После неудачной для Советского Союза войны с Финляндией нарком обороны Ворошилов был смещен со своего поста. Его сменил маршал Тимошенко. В годы Великой Отечественной войны наркомат обороны возглавил лично Сталин. Потом этот пост занимали маршалы Василевский, Булганин, Жуков, Малиновский, Гречко, Устинов, Соколов, Язов, Шапошников.

Угроз жизни Василевскому, Малиновскому и Гречко не зафиксировано. Они умерли в своих постелях, последние двое — будучи министрами. Булганина разжаловали в генерал-полковники, Жукова сняли с поста министра и отправили в отставку, Соколов «погорел» из-за посадки Руста на Красной площади, Язова посадил в тюрьму Горбачев.

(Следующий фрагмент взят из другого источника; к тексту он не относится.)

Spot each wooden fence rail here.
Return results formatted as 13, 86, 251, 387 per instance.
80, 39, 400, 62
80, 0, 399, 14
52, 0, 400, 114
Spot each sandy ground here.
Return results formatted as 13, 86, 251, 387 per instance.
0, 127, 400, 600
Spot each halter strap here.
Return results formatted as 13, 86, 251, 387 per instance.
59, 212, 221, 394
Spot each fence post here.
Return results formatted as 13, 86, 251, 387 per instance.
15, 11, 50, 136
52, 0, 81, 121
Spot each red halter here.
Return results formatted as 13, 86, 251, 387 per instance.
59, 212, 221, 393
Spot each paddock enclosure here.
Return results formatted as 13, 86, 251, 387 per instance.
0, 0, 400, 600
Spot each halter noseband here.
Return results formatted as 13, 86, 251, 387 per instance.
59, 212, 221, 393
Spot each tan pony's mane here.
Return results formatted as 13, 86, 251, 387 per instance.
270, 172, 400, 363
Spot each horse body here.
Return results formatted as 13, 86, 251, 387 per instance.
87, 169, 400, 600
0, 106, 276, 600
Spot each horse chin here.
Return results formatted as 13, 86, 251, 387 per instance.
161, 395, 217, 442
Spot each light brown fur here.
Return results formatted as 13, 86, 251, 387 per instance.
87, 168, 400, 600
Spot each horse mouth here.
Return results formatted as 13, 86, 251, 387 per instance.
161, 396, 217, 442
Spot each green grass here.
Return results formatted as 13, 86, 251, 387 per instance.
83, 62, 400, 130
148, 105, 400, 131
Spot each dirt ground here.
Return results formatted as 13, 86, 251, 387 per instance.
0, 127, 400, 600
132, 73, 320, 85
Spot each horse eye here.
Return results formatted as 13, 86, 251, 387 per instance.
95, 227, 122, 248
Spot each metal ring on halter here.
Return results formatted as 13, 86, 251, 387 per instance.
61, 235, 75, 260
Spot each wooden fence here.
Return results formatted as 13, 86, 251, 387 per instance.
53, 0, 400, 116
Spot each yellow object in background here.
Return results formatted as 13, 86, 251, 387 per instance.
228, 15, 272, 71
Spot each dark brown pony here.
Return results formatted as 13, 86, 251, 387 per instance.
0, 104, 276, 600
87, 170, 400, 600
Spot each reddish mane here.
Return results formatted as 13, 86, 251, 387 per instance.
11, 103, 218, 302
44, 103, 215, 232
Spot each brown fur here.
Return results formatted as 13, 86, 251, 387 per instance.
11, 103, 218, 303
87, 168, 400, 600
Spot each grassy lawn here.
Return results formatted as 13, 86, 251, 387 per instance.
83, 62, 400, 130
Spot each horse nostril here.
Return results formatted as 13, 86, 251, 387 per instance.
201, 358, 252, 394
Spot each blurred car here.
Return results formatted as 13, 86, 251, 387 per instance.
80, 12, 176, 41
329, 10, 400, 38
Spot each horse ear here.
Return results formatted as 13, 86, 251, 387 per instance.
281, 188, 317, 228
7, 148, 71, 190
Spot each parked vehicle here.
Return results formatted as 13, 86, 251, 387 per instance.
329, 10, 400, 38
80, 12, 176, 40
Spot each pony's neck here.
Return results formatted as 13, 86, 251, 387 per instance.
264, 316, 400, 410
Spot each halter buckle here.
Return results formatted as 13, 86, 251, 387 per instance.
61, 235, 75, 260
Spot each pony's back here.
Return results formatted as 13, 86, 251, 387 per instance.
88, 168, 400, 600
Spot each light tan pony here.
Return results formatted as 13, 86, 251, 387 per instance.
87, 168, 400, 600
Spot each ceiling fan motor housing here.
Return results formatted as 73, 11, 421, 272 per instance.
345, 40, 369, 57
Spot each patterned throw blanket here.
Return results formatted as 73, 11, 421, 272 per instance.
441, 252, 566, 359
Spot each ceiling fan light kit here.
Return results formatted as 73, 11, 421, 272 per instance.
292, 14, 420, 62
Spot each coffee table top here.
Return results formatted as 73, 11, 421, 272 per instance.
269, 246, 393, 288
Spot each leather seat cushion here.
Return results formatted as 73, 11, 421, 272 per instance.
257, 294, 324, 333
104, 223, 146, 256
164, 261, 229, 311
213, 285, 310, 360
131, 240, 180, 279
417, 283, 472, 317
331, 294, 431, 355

Самой странной из всей послевоенной плеяды министров обороны Советского Союза представляется кончина маршала Дмитрия Федоровича Устинова.

С 1941 года он был на виду. Когда ему было всего тридцать три года, Сталин назначил его наркомом вооружений. Самый молодой нарком, не обращая внимания на свой высокий ранг, ездил на службу на мотоцикле, развивая фантастическую скорость. Однажды он попал в аварию и сломал ногу. Оказавшись в больнице на улице Грановского, провел заседание коллегии наркомата в своей палате.

Узнав об этом, Сталин на первом же заседании Политбюро после выздоровления Устинова сказал:

— Идет тяжелейшая война, каждый человек на счету, а некоторые наркомы по собственной глупости ломают ноги. Товарищ Устинов, что, разве вам не выделили машину? Я распоряжусь на этот счет…

Он оставался человеком неуемной энергии до конца своих дней. Отдыхать не любил и не умел. Им владела постоянная жажда деятельности.

Кончина Устинова вызывает массу вопросов.

Осенью 1984 года он выехал на совместные учения советских и чехословацких войск, которые проводились на территории Чехословакии. В маневрах участвовал министр обороны принимающей стороны генерал Дзур.

— После возвращения с маневров Устинов почувствовал общее недомогание, появилась небольшая лихорадка и изменения в легких, — рассказывает бывший главный кремлевский врач Чазов. — Мы отвергли связь этого процесса с перенесенным злокачественным заболеванием. Удивительное совпадение — приблизительно в то же время, с такой же клинической картиной заболевает и генерал Дзур. Несмотря на проводимую терапию, вялотекущий процесс у Устинова сохранялся, нарастала общая интоксикация. От нее он и скончался.

В печати высказывались предположения об отравлении обоих военачальников. Устинов был человеком Черненко. Дмитрий Федорович, как полагают, предложил кандидатуру Черненко на пост генерального секретаря ЦК. С неожиданной кончиной Устинова Черненко лишился мощной поддержки. К тому же застрелился и эксминистр внутренних дел Щелоков, с которым Черненко долго работал вместе. Русская линия в Политбюро на Устинове прервалась, Черненко остался в одиночестве, и верх одержали западники.

 

Приложение N 23: ИЗ ЗАКРЫТЫХ ИСТОЧНИКОВ

Письмо М. Литвинова Н. Ежову

(Литвинов М. М. — Баллах Макс — в 1930-1939 гг, нарком иностранных дел СССР. Ежов Н. Н. — в 1935 году председатель КПК при ЦК ВКП (б) и одновременно секретарь ЦК ВКП (б). Письмо датировано 9 сентября 1935 г., отправлено из Женевы.)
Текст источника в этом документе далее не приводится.